The history of numbers in Western society was initiated by the impressive work of a young Italian, Leonardo Pisano, who published the “Book of Calculation” (Liber abbaci, frequently misquoted as Liber Abaci) in 1202 [6]. Pisano’s legacy is commonly known under his nickname Fibonacci, which is derived from the Latin filius Bonacci and extrapolates to “The son of the Bonacci family” [7]. Fibonacci learned the Hindu-Arabic numbering system from Arabic mathematicians and merchants during his trip to Northern Africa when he visited his father in the port city of Bugia (now Béjaïa, Algeria) as a teenager (Fig. 1). The new insights led the young Italian to question the value of the traditional Roman numbering system that had been exclusively based on plain letters and therefore did not allow for mathematical calculations. Intriguingly, the traditional Roman numeral system was devoid of a symbol for “zero,” as the number zero was not practically relevant in ancient life [8]. The major shortcoming of the lack of the numeral zero relates to the impediment of performing calculations in multiples of tens, hundreds, and etc., and the inability to calculate with negative numbers, both of which represent prerequisites for modern mathematics, technology, and science [8]. Fibonacci’s historic legacy is represented by his ability to define the “golden mean” (or “golden ratio”), a previously unresolved enigma that dated back to the times of the ancient Greek philosophers and mathematicians (Fig. 2). At Fibonacci’s times, understanding the golden mean was considered as close as unifying the principles of mathematics and science with nature and God [9].
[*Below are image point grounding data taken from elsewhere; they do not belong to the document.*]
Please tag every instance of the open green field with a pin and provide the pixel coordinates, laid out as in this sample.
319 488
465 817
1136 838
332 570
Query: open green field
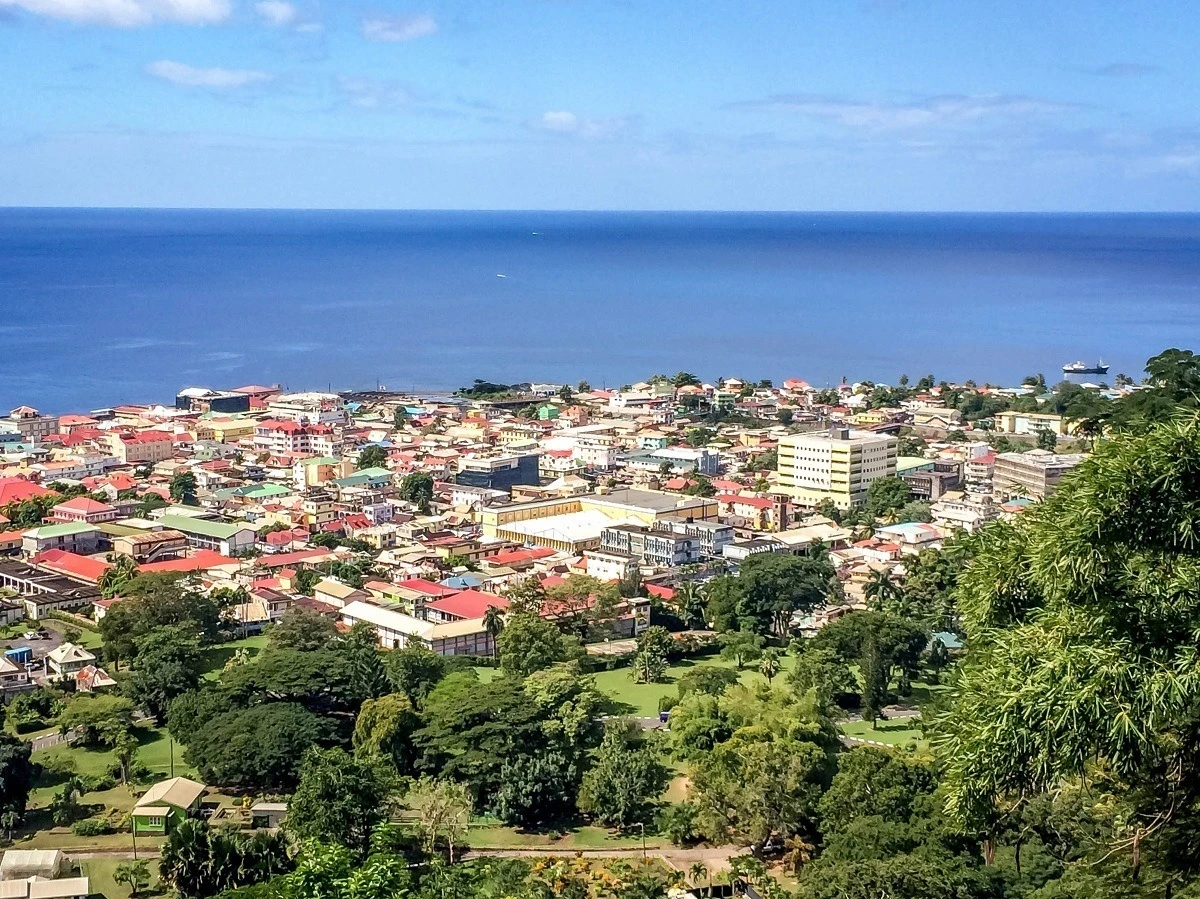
216 657
89 637
642 700
899 732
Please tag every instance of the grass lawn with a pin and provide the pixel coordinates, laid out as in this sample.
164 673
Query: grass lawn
900 732
89 637
642 700
498 837
215 657
101 870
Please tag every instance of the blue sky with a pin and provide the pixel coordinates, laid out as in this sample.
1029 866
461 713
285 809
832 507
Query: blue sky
846 105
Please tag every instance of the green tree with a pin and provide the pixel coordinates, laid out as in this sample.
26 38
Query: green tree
624 780
741 646
415 670
16 775
443 809
887 495
167 665
372 456
304 630
529 643
1084 612
133 874
257 748
183 487
339 799
418 489
384 730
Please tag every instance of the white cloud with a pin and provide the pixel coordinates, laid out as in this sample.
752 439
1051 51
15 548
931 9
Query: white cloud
217 78
371 94
397 28
276 12
561 121
931 112
127 13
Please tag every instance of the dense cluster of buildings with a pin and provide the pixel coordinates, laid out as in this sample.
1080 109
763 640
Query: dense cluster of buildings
451 499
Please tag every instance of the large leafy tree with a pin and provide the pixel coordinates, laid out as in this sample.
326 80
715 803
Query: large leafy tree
339 799
168 665
1081 616
625 778
259 747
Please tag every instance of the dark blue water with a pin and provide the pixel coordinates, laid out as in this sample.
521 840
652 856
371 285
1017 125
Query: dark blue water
107 306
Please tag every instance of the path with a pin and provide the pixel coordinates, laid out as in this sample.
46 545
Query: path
52 739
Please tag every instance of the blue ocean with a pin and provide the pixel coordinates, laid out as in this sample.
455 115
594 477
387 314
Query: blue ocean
101 306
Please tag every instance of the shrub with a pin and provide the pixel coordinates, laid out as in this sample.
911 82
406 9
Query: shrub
91 827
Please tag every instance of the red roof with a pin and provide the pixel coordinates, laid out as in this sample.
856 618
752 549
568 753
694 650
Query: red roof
84 504
516 557
71 564
735 499
468 604
18 490
197 562
419 585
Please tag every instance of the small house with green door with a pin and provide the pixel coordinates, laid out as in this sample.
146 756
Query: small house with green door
166 804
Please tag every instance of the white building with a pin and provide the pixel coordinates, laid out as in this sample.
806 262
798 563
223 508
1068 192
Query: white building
838 465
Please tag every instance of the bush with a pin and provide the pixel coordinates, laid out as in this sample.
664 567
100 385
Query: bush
91 827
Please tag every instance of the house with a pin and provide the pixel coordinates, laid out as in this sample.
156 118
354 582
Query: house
78 537
165 804
84 509
216 535
66 660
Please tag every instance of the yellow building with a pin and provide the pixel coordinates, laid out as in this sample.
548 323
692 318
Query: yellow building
574 523
838 466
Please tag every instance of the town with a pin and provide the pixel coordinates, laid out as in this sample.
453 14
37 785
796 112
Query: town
219 615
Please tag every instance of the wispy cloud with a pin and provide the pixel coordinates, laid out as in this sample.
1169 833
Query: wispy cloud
372 93
1123 70
942 111
127 13
276 12
561 121
214 78
394 29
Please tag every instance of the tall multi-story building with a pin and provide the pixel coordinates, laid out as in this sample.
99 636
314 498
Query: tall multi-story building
30 424
498 472
838 465
1033 474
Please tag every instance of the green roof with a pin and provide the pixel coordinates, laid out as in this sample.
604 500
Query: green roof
46 531
216 529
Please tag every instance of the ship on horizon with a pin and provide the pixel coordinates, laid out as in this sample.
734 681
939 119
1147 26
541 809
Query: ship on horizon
1084 369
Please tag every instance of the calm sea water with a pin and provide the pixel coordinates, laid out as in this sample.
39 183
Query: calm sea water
107 306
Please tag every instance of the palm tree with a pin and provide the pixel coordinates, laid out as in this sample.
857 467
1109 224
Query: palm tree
691 599
769 665
881 588
493 623
136 874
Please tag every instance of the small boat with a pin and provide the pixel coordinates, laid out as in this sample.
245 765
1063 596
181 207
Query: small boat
1084 369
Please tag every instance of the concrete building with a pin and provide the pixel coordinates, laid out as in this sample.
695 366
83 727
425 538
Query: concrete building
660 549
575 523
501 472
216 535
838 466
1033 474
30 424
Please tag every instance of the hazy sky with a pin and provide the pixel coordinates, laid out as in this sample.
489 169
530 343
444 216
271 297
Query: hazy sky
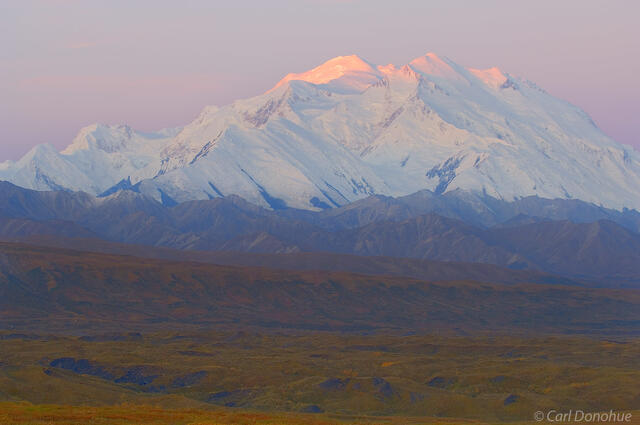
153 64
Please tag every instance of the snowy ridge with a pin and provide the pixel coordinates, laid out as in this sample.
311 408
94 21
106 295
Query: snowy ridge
348 129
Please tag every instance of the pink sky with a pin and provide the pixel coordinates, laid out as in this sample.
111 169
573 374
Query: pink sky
68 63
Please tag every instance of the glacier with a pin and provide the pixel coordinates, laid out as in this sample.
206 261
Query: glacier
348 129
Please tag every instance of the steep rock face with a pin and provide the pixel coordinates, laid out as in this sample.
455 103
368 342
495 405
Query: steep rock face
348 129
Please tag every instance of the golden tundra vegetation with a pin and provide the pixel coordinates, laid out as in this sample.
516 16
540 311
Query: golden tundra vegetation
251 377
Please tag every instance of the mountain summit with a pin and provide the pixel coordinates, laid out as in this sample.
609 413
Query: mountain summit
348 129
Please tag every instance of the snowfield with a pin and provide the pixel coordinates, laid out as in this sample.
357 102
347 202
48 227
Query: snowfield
349 129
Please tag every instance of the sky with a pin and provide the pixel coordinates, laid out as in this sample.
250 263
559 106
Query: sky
65 64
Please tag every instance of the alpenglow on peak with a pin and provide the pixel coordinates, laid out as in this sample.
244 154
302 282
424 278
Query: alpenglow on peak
348 129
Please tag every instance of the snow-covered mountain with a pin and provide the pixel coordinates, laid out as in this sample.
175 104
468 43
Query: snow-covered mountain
348 129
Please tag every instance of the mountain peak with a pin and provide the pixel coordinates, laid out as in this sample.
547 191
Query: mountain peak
331 70
432 65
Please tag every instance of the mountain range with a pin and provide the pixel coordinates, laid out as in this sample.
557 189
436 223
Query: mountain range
349 129
572 240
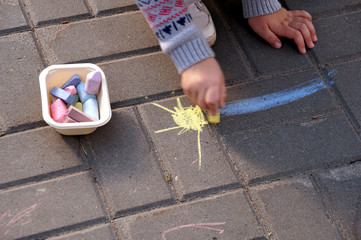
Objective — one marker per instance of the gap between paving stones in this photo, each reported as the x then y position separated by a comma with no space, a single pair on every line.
90,157
45,180
327,205
66,229
160,163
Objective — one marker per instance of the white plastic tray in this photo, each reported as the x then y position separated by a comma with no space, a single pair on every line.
57,75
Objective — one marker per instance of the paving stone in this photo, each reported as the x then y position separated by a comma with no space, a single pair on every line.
103,231
304,108
11,16
126,82
318,7
294,210
104,6
45,11
222,217
285,149
331,45
263,58
342,187
126,166
227,50
38,153
180,151
348,83
96,38
51,207
20,66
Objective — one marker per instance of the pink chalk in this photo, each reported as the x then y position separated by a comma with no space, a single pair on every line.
93,81
58,110
78,115
71,89
67,119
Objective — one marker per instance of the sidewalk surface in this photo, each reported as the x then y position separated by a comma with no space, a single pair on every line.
288,168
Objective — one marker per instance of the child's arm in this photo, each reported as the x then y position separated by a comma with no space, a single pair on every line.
204,84
202,78
278,22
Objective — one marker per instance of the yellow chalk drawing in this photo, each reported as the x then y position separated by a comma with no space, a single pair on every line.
187,118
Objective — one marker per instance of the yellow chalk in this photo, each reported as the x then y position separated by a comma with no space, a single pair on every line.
214,118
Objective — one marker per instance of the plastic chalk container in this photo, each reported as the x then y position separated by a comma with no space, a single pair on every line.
57,75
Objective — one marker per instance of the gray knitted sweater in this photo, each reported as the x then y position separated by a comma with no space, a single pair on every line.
177,34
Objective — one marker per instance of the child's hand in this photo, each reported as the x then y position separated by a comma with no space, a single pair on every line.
204,84
296,25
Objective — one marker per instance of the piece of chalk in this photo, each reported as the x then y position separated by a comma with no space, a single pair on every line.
58,110
71,89
79,106
78,115
53,99
69,120
63,95
83,95
214,118
90,108
74,80
93,81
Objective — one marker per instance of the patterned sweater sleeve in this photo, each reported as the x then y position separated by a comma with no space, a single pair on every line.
177,34
254,8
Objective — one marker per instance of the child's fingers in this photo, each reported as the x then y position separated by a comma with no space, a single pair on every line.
223,95
269,36
212,98
297,37
301,13
309,25
305,33
201,102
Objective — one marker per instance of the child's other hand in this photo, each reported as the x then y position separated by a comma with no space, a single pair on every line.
296,25
204,84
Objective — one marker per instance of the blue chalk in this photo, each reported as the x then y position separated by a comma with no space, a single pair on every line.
74,80
83,95
90,108
63,95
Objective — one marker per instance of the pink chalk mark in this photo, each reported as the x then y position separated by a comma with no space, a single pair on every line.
194,161
196,225
19,218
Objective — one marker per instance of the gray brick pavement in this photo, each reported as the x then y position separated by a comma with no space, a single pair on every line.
50,207
180,152
126,166
305,108
89,39
15,20
264,59
292,206
126,82
318,7
39,154
342,189
331,46
223,217
347,85
110,6
133,187
301,146
20,66
103,231
53,11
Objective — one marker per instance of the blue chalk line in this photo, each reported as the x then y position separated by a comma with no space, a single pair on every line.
276,99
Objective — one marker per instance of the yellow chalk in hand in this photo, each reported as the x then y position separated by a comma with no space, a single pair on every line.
216,118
The Fibonacci sequence is one of the groundbreaking new insights in his Liber abacci [6]. Most readers may recognize Fibonacci’s name from Dan Brown’s best-selling novel, The Da Vinci Code, where a dying man in the opening scene scrawled Fibonacci’s sequence in invisible ink on the floor of the Louvre museum in Paris [10]. The intriguing origin of the Fibonacci sequence, however, is scarcely known: As a young man, Fibonacci was challenged with the ancient task of calculating how many rabbits would be born within 1 year, originating from a single pair of rabbits. His calculation was based on the assumption that each rabbit pair will produce another pair of rabbits every month, and rabbit pairs start breeding when they are 2 months old. Fibonacci described the problem in chapter 12 of his Liber abbaci, as such [6]: “A certain man had one pair of rabbits together in a certain enclosed place, and one wishes to know how many are created from the pair in one year when it is the nature of them in a single month to bear another pair, and in the second month those born to bear also.”
Fibonacci’s solution to the “rabbit breeding theory” [7] set the foundation of a historic mathematical miracle (Fig. 3). In brief, there is one pair of rabbits in 1 month, one additional pair of rabbits as first offspring from the original pair, three in 3 months (an additional couple from the original pair), five in 4 months (with the first offspring now breeding as well), followed by eight, 13, 21, 34, 55, 89, 144, and a total of 233 pairs of rabbits at the end of the first year. This sequence of numbers represents the essence of the Fibonacci sequence, where each number represents the sum of the two preceding numbers. The mathematical magic about this simple series of numbers is that the “divine proportion” (golden ratio) sought by Aristotle in ancient Greece as a philosophical concept of a “desirable middle between two extremes, one of excess and the other of deficiency” is calculated by dividing any number in the Fibonacci sequence, after number 144, by its preceding number. The result will always be 1.618—the mathematical constant PHI (Fig. 2) [11]. In general terms, the golden mean implies a perfect moderate position that avoids extremes, e.g., as a ratio between the two divisions of a line such that the ratio of the smaller to the larger is identical to the ratio of the larger to the sum of both lines. We encounter the golden ratio every day in arts, culture, religion (for example in the cross of Christ), and in multiplicity of phenomena in mathematics, science, and nature, including in plants and animals [11, 12].